The bill also seeks to make permanent the 37.5% deduction for Foreign-Derived Intangible Income (FDII), encouraging US companies to export goods and services at a rate of 13.125% instead of 21%.
However, the implications of these changes on the Controlled Foreign Corporation (CFC) Look-Through Rule, Foreign-Derived Intangible Income (FDII), Global Intangible Low-Taxed Income (GILTI), Base Erosion and Anti-Abuse Tax (BEAT), Foreign Tax Credit (FTC) Limitation Baskets, Downward Attribution, or the FTC "Haircut" remain uncertain.
The final reconciliation bill so far has focused on extensions of domestic tax credits (such as LIHTC, NMTC) and broad tax policy goals, with no mention of international tax rules like GILTI or FDII. Discussions about potential subsequent tax legislation or bipartisan bills to address outstanding issues, including possibly international tax provisions, are ongoing, but no firm commitments exist.
The bill would maintain the Base Erosion and Anti-Abuse Tax (BEAT) tax rate, which imposes a tax on taxpayers with more than $500 million in gross receipts, at 10% indefinitely if the bill passes.
The GILTI provisions, which effectively tax profits of foreign subsidiaries at a minimum rate of 10.5%, would also be made permanent. However, the Controlled Foreign Corporation (CFC) Look-Through Rule, which allows active income to maintain its active character and not be recast as passive dividend, is not proposed to be renewed beyond Dec. 31, 2025.
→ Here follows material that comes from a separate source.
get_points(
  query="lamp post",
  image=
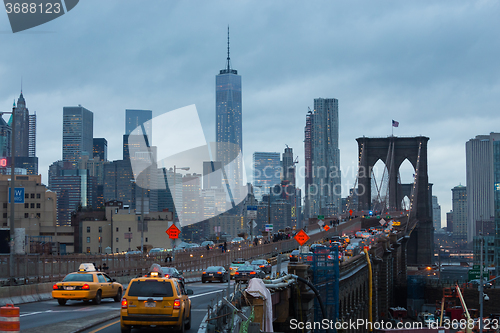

Various changes are proposed to the Foreign Tax Credit (FTC) Limitation Baskets to ensure foreign taxes paid on one type of income do not offset US taxes on another type of income.
The tax reform bill is part of a broader effort to extend key elements of the TCJA and ensure competitive tax policies for American businesses operating internationally. Republican lawmakers hope the full tax reform bill can advance through the House by Memorial Day.
For the most accurate and updated understanding, ongoing monitoring of committee releases, legislative text, and expert analyses will be necessary as the reconciliation process advances.
- The proposed tax reform bill, aimed at extending key elements of the TCJA, includes changes in investing strategies for businesses, such as the potential repeal of the 20% Foreign Tax Credit "haircut" for GILTI taxes, which could impact the finance sector by allowing 100% of the foreign taxes paid on GILTI to be credited against US taxes.
- The bill also addresses politics and general-news, with ongoing discussions about potential subsequent tax legislation or bipartisan bills to address outstanding issues, including possibly international tax provisions, indicating a continued focus on business and finance in the realm of governmental policy-making.